Ce n'était pas totalement vrai. Elle l'appréciait très légèrement mais gardait en travers de la gorge mon état léthargique et mes larmes. On ne touchait pas aux enfants d'une mère comme ça.

« Ouais, c'est pas le terme que j'emploierais mais bon, si tu le dis. J'ai déconné, tu voulais quoi, qu'elle fasse un temple à mon effigie ? Suffisait de voir sa tête quand elle m'a ouvert.

- Je croyais que c'était Méli qui t'avait ouvert.

- Non, j'aurais préféré d'ailleurs. Ta mère avait un de ces regards...alors que Méli, elle avait un air plus encourageant. Elle m'a demandé ce que je faisais là, et quand je lui ai expliqué, elle m'a sourit en disant you go girl.

- Sérieusement ? »

Déotile sourit en s'attaquant patiemment à ma paupière droite. La gauche m'irritait franchement.

« C'est qui, cette fille, déjà ? Elle est super canon.

- Ma cousine.

- Vous avez quoi dans vos gênes, ça m'intéresse ? Ou alors vous avez une marraine la bonne fée au dessus de votre berceau qui vous rend tous beaux, j'en sais rien, mais là faut partager.

- La beauté c'est subjectif.

- Ouais, enfin après j'ai pas rencontré une seule personne qui m'a dit qu'Emilia Clarke était moche.

- Et je ne serais pas l'exception à la règle. »

Déotile jeta le coton noir de maquillage à la poubelle et je pus relever quelques traînées noirâtres sur mes paupières. Comment faisait-on pour avoir le courage de se démaquiller jour après jour ?

« Donc je vous rejoins dans la discrétion la plus totale au feu d'artifice ce soir ?

- Totalement. Ramène ton plus beau sourire pour en mettre plein la vue à ma mère et ça se passera bien.

- J'ai comme un petit doute. »

Elle doutait toujours de tout. Des propos des autres, d'elle-même : elle n'avait confiance en personne. Sauf en moi, apparemment. Ce qu'elle venait de dire prouvait que ce n'était pas entièrement vrai.

« Fais moi confiance. »

Déotile leva les yeux au ciel et prit un coton pour essuyer ses lèvres sanguinolentes de gloss.
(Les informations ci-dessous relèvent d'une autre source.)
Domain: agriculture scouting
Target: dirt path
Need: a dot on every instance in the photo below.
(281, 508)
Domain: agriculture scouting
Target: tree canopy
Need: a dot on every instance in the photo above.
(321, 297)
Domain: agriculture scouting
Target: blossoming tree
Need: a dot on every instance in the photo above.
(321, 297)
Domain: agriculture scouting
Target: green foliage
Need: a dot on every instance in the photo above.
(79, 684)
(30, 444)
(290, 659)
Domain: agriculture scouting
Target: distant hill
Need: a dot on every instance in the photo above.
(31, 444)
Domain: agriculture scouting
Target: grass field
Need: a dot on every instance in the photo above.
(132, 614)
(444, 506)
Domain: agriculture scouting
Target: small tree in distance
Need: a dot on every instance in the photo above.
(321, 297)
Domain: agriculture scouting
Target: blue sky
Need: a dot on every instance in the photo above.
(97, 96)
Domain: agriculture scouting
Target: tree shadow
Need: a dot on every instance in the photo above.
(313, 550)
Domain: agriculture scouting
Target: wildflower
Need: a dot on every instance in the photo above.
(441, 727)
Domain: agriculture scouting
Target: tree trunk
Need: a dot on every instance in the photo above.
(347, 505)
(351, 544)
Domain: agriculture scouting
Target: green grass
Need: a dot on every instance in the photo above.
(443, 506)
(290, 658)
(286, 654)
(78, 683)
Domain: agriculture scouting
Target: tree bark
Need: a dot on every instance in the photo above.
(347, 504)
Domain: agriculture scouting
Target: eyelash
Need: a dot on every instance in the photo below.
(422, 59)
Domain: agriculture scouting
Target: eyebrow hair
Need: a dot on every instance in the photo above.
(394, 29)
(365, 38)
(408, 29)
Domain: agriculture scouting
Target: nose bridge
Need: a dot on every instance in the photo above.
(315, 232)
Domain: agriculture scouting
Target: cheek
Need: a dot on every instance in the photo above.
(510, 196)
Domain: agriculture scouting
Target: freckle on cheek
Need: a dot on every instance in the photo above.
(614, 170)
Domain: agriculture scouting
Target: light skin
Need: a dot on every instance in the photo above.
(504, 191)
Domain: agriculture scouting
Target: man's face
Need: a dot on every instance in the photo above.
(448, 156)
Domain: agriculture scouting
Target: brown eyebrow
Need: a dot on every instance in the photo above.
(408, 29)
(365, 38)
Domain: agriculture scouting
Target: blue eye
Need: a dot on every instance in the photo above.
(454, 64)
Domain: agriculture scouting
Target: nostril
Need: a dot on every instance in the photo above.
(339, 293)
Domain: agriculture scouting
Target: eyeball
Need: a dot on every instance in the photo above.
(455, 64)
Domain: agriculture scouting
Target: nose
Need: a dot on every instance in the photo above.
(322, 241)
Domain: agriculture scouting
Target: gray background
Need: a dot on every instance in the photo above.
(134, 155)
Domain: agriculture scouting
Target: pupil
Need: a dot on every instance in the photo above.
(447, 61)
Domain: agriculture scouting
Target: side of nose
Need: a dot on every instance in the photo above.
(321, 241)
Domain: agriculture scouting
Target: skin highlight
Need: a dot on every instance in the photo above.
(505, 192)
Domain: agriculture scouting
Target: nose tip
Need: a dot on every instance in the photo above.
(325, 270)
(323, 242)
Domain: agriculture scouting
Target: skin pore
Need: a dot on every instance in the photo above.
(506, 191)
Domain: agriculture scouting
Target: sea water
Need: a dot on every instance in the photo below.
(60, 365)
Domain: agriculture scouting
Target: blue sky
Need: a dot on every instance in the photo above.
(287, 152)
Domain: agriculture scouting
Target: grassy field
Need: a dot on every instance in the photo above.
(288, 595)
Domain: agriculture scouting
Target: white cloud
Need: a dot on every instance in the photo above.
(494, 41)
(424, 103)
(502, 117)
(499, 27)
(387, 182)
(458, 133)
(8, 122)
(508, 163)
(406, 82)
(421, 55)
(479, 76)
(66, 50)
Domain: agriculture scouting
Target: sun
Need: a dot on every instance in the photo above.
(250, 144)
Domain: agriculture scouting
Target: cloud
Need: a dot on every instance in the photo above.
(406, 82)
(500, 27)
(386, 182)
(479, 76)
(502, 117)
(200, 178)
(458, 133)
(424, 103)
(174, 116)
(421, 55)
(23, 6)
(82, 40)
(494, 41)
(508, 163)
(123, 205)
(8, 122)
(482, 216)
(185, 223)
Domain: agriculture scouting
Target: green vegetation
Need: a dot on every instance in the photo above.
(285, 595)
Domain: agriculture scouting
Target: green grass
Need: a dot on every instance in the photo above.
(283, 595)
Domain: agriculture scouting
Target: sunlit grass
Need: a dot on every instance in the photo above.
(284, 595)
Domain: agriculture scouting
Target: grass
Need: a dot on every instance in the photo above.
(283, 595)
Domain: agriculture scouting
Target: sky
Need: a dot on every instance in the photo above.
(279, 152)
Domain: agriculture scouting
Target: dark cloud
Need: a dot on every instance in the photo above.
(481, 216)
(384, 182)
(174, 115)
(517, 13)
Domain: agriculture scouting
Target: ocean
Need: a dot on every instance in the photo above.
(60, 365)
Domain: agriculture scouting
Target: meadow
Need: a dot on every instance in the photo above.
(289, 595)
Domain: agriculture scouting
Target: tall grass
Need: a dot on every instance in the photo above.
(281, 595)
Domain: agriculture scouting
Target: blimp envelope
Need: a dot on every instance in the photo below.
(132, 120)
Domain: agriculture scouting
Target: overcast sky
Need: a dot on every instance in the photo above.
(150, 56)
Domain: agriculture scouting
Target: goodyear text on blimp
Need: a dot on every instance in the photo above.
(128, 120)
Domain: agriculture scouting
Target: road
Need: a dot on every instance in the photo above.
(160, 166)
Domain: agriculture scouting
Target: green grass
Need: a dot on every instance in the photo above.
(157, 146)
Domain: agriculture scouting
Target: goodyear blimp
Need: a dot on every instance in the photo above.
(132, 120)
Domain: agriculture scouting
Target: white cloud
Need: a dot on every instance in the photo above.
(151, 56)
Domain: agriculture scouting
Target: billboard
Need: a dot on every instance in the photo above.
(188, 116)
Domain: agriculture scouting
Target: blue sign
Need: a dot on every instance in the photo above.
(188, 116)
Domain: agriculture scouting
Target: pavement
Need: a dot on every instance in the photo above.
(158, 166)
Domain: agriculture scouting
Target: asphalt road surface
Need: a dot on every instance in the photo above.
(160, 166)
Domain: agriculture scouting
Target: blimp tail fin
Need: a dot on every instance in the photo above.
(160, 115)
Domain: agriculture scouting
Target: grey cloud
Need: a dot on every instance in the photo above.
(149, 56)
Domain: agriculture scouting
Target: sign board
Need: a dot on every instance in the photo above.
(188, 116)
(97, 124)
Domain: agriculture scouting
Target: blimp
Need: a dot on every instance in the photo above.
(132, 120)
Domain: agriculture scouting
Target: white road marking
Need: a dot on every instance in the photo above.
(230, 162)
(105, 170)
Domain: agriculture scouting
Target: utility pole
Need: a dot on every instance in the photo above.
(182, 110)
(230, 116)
« Je te fais déjà confiance, c'est de ta mère dont je me méfie. Les mères sont généralement pareilles, super protectrices. Et si elle peut m'apprécier en tant que femme, elle va me détester en tant que mère.

— Comment ça ?

—J'ai beau être la plus gentille au monde avec elle, j'aurais fait du mal à son fils et elle ne m'aimera pas rien que pour ça.

— Alors donne toi une occasion de te racheter ce soir. »

Elle avala bruyamment sa salive, avec un petit gloups qui franchit sa peau.

« Je vais faire ce que je peux. »

Et elle doutait encore. D'elle-même, cette fois-ci.

Sans réaliser qu'elle pouvait être géniale, que si ma mère était sceptique parce que son petit Tintin avait une copine qui lui avait brisé le cœur de surcroît, au fond elle était contente que j'ai réussi à trouver une fille "aussi gentille, polie et jolie".

« Arrête de douter de toi.

- Tu dis n'importe quoi, protesta-t-elle.

- Bien sûr que si, je dis la vérité. Je détiens la vérité. Je suis maître de la vérité. »

Elle se mit à rire, encore. Essuya sa bouche avec son poignet et me plaqua un baiser sur le front.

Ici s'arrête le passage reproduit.